Rep. Alexandria Ocasio-Cortez on Thursday accused Sen. Ted Cruz of almost having her murdered. Really.
She was responding to a two-word tweet from Cruz agreeing with her about the need for a congressional hearing about the recent stock market insanity. “Happy to work w/almost any other GOP that aren’t trying to get me killed,” she wrote, presumably with a straight face, before calling on Cruz to resign.
In fact, Cruz did not try to have AOC murdered. What he did do was formally object to the certification of the Electoral College vote in a more or less ceremonial joint session of Congress on Jan. 6, the same day an angry mob forced its way into the U.S. Capitol.
In AOC’s mind, Cruz is responsible for what happened, along with then-President Trump, Sen. Josh Hawley, and more than 120 other members of Congress. They incited the mob by questioning the election results, you see, and because some people in that mob were violent and unruly, Cruz and the others basically tried to have AOC murdered. Or so goes this thinking.
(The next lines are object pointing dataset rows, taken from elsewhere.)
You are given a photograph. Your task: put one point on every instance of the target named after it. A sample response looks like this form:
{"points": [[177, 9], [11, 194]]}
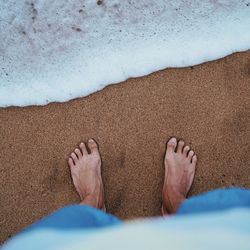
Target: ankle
{"points": [[90, 200]]}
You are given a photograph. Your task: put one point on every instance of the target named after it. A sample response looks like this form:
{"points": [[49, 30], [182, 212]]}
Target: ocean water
{"points": [[54, 50]]}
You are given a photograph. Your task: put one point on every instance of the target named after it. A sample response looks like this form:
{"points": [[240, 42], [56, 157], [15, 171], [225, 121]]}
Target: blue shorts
{"points": [[85, 217]]}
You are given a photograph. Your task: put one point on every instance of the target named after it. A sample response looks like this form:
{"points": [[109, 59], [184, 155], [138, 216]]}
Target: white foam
{"points": [[60, 50]]}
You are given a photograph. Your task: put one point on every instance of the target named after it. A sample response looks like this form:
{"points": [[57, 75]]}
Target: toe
{"points": [[194, 160], [185, 150], [83, 148], [171, 145], [74, 157], [70, 162], [180, 146], [78, 153], [190, 154], [93, 147]]}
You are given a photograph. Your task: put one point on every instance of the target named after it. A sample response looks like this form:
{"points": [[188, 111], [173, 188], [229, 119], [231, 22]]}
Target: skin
{"points": [[180, 163]]}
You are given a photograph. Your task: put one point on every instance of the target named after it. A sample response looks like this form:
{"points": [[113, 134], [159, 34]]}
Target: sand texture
{"points": [[206, 105]]}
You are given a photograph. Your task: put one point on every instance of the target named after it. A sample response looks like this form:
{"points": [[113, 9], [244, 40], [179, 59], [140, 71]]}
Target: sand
{"points": [[206, 105]]}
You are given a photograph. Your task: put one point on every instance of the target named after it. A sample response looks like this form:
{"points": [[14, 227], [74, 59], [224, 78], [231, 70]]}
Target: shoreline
{"points": [[206, 105]]}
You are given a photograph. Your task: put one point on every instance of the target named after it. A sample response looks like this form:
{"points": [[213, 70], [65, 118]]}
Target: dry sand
{"points": [[207, 105]]}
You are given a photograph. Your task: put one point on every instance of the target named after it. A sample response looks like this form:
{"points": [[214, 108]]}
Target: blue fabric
{"points": [[74, 217], [217, 200], [85, 217]]}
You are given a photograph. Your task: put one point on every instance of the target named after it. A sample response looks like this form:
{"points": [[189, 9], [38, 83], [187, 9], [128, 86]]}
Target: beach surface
{"points": [[206, 105]]}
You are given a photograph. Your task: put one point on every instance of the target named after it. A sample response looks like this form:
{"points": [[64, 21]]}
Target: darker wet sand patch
{"points": [[207, 105]]}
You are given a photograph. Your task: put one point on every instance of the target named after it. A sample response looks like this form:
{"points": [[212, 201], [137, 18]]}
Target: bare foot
{"points": [[180, 163], [86, 174]]}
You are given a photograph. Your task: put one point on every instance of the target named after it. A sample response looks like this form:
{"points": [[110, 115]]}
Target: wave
{"points": [[59, 50]]}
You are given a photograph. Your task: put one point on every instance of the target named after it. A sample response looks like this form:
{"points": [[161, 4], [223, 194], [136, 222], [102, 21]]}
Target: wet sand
{"points": [[206, 105]]}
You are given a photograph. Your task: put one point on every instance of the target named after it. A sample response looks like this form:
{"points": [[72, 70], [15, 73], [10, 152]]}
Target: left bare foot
{"points": [[86, 174]]}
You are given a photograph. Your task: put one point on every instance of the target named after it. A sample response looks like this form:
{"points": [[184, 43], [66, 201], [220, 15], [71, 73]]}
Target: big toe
{"points": [[171, 145], [93, 147]]}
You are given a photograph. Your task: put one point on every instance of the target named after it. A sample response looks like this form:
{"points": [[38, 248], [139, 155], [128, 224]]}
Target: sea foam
{"points": [[60, 50]]}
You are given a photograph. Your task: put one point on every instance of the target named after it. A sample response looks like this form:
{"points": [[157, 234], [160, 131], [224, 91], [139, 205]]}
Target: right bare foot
{"points": [[180, 163], [86, 174]]}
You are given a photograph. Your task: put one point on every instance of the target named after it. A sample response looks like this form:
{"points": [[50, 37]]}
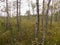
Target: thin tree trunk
{"points": [[18, 24], [51, 17], [37, 20], [47, 14], [43, 40], [7, 18]]}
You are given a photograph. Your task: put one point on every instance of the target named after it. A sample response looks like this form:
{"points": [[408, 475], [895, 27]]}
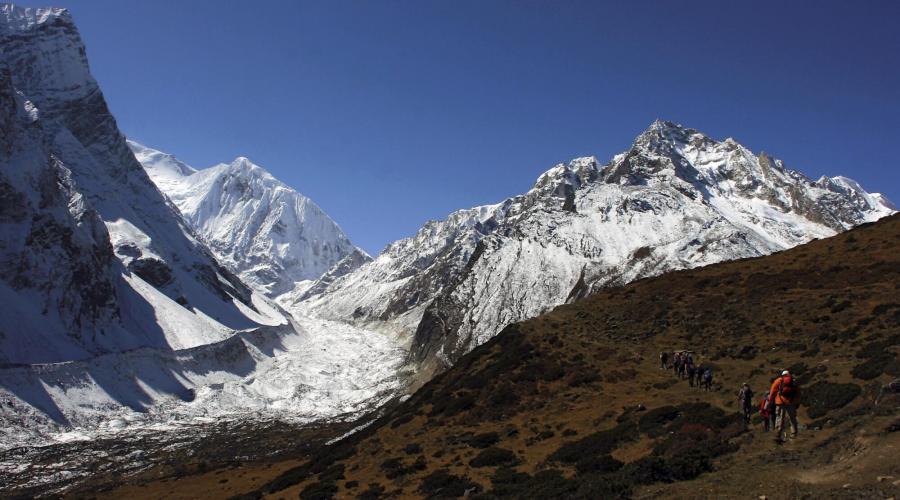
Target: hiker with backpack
{"points": [[765, 413], [707, 379], [745, 400], [786, 396]]}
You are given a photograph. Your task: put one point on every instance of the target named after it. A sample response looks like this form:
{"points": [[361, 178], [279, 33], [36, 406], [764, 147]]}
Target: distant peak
{"points": [[15, 18]]}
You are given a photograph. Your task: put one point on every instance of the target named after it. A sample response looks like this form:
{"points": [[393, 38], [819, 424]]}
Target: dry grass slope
{"points": [[572, 404]]}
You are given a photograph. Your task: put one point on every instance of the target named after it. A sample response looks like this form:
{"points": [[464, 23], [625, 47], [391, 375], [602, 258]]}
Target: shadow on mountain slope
{"points": [[573, 403]]}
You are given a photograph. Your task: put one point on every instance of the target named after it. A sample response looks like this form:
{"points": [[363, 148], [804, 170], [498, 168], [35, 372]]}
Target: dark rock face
{"points": [[153, 271], [70, 188], [62, 251]]}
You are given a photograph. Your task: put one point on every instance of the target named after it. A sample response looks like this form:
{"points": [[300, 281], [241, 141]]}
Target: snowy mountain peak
{"points": [[16, 18], [110, 264], [260, 228], [166, 168]]}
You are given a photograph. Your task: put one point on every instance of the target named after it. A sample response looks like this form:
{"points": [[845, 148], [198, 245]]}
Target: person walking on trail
{"points": [[764, 412], [786, 396], [707, 379], [745, 400]]}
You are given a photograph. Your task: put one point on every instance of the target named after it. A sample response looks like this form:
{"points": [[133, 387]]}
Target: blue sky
{"points": [[389, 113]]}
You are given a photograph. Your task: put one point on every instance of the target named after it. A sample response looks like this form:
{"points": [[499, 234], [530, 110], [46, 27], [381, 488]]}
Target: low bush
{"points": [[484, 440], [654, 421], [822, 397], [442, 484], [319, 491], [493, 456], [598, 463], [598, 443], [374, 492]]}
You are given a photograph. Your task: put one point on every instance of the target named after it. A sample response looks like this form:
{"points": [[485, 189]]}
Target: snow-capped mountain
{"points": [[267, 233], [676, 199], [115, 315], [95, 258]]}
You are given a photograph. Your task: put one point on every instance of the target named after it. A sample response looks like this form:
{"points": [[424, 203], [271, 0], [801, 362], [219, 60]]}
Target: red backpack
{"points": [[787, 388]]}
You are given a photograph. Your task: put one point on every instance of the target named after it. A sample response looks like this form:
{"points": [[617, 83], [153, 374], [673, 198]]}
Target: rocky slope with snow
{"points": [[676, 199], [267, 233], [96, 259], [116, 317]]}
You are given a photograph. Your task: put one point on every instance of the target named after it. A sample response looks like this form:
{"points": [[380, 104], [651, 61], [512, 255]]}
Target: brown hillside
{"points": [[572, 404]]}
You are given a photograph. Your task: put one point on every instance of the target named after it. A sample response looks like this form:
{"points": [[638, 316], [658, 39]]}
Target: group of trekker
{"points": [[778, 406], [682, 363]]}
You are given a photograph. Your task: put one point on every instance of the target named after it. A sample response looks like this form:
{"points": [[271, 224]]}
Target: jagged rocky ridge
{"points": [[95, 258], [676, 199], [116, 317], [261, 229]]}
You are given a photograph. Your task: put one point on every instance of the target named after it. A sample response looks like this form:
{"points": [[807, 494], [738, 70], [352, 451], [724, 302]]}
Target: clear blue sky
{"points": [[388, 113]]}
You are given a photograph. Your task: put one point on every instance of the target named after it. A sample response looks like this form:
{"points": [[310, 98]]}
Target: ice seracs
{"points": [[266, 232]]}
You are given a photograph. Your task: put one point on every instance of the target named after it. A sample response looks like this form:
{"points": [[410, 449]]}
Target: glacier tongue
{"points": [[267, 233]]}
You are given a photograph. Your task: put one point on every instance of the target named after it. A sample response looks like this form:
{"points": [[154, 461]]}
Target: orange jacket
{"points": [[781, 399]]}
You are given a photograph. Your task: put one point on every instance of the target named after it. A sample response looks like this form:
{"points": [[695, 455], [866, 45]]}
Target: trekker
{"points": [[764, 412], [745, 400], [786, 396]]}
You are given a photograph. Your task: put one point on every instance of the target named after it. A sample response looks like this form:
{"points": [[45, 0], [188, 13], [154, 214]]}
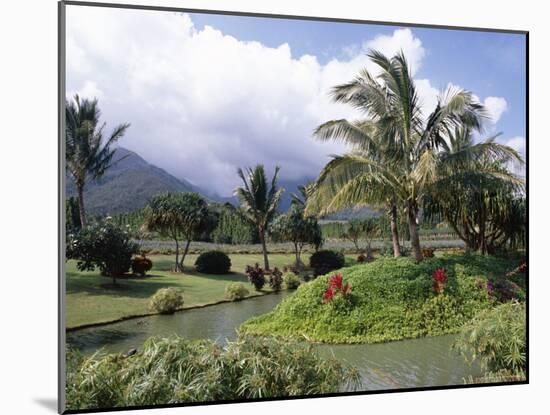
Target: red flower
{"points": [[335, 285], [440, 278]]}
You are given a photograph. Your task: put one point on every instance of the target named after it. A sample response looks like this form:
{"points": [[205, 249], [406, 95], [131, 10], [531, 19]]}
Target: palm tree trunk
{"points": [[81, 208], [185, 251], [264, 249], [394, 233], [413, 230]]}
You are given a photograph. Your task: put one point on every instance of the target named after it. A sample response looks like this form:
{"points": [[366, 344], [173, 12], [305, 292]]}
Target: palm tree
{"points": [[405, 141], [258, 202], [88, 153]]}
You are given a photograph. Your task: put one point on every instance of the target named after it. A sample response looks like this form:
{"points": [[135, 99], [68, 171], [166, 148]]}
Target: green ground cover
{"points": [[391, 299], [90, 299]]}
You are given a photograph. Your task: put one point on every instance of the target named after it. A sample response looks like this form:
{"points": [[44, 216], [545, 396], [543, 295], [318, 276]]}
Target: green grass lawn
{"points": [[90, 299]]}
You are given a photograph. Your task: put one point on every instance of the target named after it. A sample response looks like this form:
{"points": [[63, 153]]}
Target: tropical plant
{"points": [[487, 211], [394, 158], [325, 261], [88, 153], [213, 262], [166, 301], [180, 216], [103, 245], [299, 230], [176, 370], [259, 201], [497, 339], [236, 291]]}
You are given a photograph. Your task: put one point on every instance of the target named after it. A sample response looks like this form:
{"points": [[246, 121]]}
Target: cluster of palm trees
{"points": [[401, 156]]}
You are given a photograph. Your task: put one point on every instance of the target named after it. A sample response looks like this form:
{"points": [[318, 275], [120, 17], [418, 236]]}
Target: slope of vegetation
{"points": [[390, 299]]}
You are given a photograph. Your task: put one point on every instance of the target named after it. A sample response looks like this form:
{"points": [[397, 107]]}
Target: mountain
{"points": [[127, 185]]}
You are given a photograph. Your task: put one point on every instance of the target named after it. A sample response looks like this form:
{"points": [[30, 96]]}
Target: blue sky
{"points": [[206, 94], [486, 63]]}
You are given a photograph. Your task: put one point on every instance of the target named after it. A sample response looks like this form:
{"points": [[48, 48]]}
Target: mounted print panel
{"points": [[263, 207]]}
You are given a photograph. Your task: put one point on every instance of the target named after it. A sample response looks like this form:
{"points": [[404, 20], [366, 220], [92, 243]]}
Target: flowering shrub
{"points": [[255, 275], [141, 264], [440, 278], [336, 285]]}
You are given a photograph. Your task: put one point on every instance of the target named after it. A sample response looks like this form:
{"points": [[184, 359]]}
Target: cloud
{"points": [[202, 103], [496, 106]]}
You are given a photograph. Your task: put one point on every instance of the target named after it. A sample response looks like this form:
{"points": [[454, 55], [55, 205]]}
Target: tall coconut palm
{"points": [[259, 201], [88, 152], [395, 127]]}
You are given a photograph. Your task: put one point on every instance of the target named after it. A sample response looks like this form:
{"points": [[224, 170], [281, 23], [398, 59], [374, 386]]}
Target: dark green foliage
{"points": [[255, 276], [174, 370], [180, 216], [213, 262], [497, 338], [233, 228], [392, 299], [325, 261], [141, 264], [102, 245], [276, 279], [236, 291], [291, 280], [166, 301], [295, 228], [72, 215]]}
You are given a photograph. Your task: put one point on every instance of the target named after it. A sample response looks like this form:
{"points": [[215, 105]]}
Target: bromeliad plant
{"points": [[336, 287], [440, 278]]}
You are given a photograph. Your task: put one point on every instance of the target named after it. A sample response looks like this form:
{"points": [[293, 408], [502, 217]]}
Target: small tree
{"points": [[102, 245], [295, 228], [180, 216]]}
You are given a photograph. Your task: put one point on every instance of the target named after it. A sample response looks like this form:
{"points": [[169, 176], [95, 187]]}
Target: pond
{"points": [[403, 364]]}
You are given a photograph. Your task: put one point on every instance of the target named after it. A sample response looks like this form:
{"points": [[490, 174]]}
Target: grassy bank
{"points": [[90, 298], [391, 299]]}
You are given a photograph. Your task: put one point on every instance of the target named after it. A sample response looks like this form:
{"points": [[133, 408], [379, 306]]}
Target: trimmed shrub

I am happy to work with Republicans on this issue where there’s common ground, but you almost had me murdered 3 weeks ago so you can sit this one out.
Happy to work w/ almost any other GOP that aren’t trying to get me killed.
In the meantime if you want to help, you can resign. https://t.co/4mVREbaqqm
— Alexandria Ocasio-Cortez (@AOC) January 28, 2021
It’s easy to laugh off AOC’s brittle hyperbole here, but these kinds of outlandish logical leaps have become commonplace in recent weeks, along with a tendency to pretend rote political catchphrases like “fight for your country” or “fight like hell”—a phrase Trump used in his Jan. 6 speech—should be taken literally, as an incitement to violence, which is ridiculous.
Nevertheless, rigid hyper-literalism is all the rage these days in Washington. House Speaker Nancy Pelosi on Thursday said, somewhat cryptically, “the enemy is within” the House, and later explained she was talking about “members of Congress who… have threatened violence on other members of Congress.”
If true, that’s a pretty big deal. But it’s not true. Pelosi was referencing Rep. Marjorie Taylor Greene, a newly elected Republican from Georgia who’s a known QAnon conspiracy theorist. As such, she’s said some pretty idiotic and downright crazy things in recent years.
But it’s one thing to post conspiratorial claptrap on Facebook—as Greene has done—and quite another to threaten actual violence against members of Congress.
Presumably, Pelosi got the idea from a CNN story earlier this week with the strained headline: “Marjorie Taylor Greene indicated support for executing prominent Democrats in 2018 and 2019 before running for Congress.” Again—whoa, if true. But if you read the story, it turns out Greene just wrote some stupid comments online about how Pelosi is a traitor and at one point liked a some Facebook comment about how “a bullet to the head would be quicker” to remove Pelosi from office.
The comment is certainly in poor taste even if it’s obviously a macabre joke, and it no doubt reflects poor judgment that Greene liked it. (Greene issued a statement explaining that over the years different teams of people have managed her social media accounts and have sometimes liked posts or comments that “did not represent my views.”)
But no one, including Pelosi, actually thinks this is the same as threatening members of Congress with violence—any more than AOC actually thinks Cruz almost had her murdered. Not even Rep. Steve Scalise thinks Sen. Bernie Sanders is responsible for the crazed Bernie supporter who shot him and really did try to murder a bunch of GOP lawmakers at a baseball practice in 2017.
Nevertheless, we’ve seen a constant stream of hysterical pronouncements along these lines for weeks. The riot at the U.S. Capitol on Jan. 6 seems to have unmoored some people from reality, so that now ostensibly serious journalists and commentators talk about how the Capitol was “sacked” by “insurrectionists” who “brought democracy to its knees.” All of this was led—not just “incited” but led, we’re told—by Trump himself.
It doesn’t seem to matter that the Capitol wasn’t sacked, that there was no insurrection or even a realistic plan for one, and that Congress got back into the building and finished its business that same day.
The point of using such disingenuous language is obvious. If the Capitol really was “sacked” by “insurrectionists,” then we could justify almost anything to make sure it doesn’t happen again, right? We could have National Guard troops occupy Washington for weeks or months on end. Big Tech could justifiably de-platform Trump and his supporters—and demonetize their online businesses. Democrats could launch ethics investigations of any GOP lawmaker who ever raised a question about election fraud, maybe expel them from Congress. The legislative branch could even impeach a president who has already left office.
That’s why moving the linguistic goalposts the way AOC and Pelosi and others on the left routinely do is dangerous. This isn’t just some Twitter dunk-fest. Manipulating language to impute guilt or wrongdoing to people or groups merely because they’re your political opponents is a recipe for escalating civil strife.
It’s dangerous in the same way that it’s dangerous to convince half the country that speech is violence. If you really believe it, well who knows what you might have to do to silence those people.